Research from Dataforce indicates that the number of new electric vehicles registered by Chinese automakers like BYD Co. and SAIC Motor Corp.’s MG in the EU dropped by 45% in July compared to June. This decline could have been exacerbated by manufacturers rushing to deliver EVs to dealers before the additional levies were imposed on July 5.
The provisional tariffs, which escalated import duties to as high as 48%, are intended to protect a significant EU industry from Chinese competitors benefiting from structural advantages in critical areas like battery technology, supported by state subsidies.
Amid ongoing political tensions, Beijing has threatened retaliatory actions during negotiations to address the issue.
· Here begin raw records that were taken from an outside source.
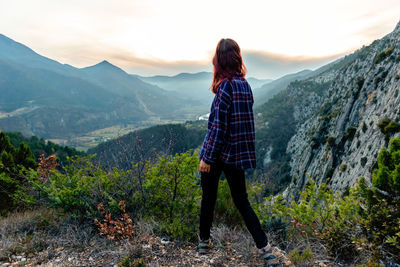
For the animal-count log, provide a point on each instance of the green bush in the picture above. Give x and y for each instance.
(14, 163)
(388, 127)
(363, 161)
(319, 214)
(173, 192)
(383, 55)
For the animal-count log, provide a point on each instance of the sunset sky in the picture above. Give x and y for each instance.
(150, 37)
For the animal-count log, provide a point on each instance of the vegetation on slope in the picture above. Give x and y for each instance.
(359, 226)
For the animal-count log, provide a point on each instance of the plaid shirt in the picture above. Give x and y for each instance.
(230, 136)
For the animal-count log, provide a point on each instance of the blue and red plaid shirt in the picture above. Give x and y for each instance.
(231, 136)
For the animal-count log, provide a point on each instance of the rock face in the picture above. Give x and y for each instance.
(337, 138)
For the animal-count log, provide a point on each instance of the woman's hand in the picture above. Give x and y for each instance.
(204, 167)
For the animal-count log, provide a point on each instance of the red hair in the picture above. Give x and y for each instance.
(227, 62)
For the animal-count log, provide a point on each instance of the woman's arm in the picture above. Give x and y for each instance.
(217, 136)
The Chinese brands did not deviate significantly from the 36% decline in EV sales observed across the 16 countries monitored by Dataforce. In addition to Chinese manufacturers, BMW, Stellantis, and Tesla also import Chinese-made EVs that are impacted by the added EU tariffs.
Meanwhile, the impact was less significant for Western companies, as they adopted a more cautious approach in managing their inventory, as noted by auto analyst Matthias Schmidt.
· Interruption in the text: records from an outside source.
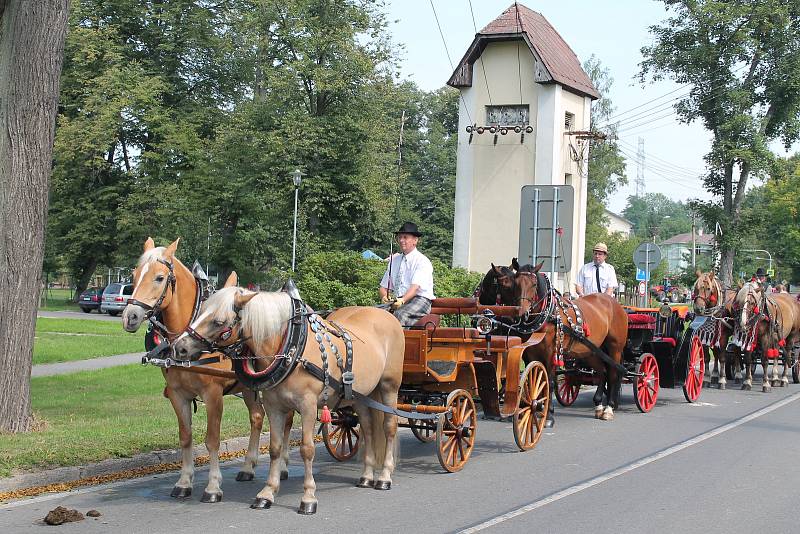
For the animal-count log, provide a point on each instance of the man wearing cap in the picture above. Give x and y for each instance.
(597, 276)
(409, 276)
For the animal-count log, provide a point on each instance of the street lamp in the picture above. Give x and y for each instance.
(297, 177)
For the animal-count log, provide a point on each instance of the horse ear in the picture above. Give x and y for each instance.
(241, 299)
(233, 279)
(170, 252)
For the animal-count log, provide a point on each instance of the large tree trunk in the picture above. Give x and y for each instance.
(32, 36)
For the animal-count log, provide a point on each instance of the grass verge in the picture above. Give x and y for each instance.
(62, 340)
(111, 413)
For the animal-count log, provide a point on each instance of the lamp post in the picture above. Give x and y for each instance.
(297, 177)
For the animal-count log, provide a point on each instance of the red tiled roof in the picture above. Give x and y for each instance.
(545, 42)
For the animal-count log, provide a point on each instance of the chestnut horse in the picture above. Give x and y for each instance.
(155, 292)
(264, 322)
(711, 299)
(768, 322)
(604, 324)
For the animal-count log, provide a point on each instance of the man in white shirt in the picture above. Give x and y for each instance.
(409, 276)
(597, 276)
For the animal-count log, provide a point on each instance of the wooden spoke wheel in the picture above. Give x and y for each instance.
(455, 431)
(425, 431)
(342, 435)
(567, 389)
(645, 383)
(533, 402)
(695, 371)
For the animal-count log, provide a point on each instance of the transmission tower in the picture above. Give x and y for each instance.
(640, 169)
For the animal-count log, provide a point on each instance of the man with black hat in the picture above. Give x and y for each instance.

The introduction of the new tariffs followed an EU investigation that revealed China’s subsidies to its EV industry were causing economic harm to the EU automakers. Notable Chinese manufacturers like MG, Geely Automobile Holdings Ltd. (owner of Volvo), and BYD now face additional duties, with the tariffs set to become permanent in November unless a resolution is reached between Brussels and Beijing.
The tariff discussions coincide with a global slowdown in EV growth, influencing manufacturers worldwide. EU policymakers are striving to strike a balance between preserving jobs and achieving the objective of phasing out new fossil fuel cars by 2035.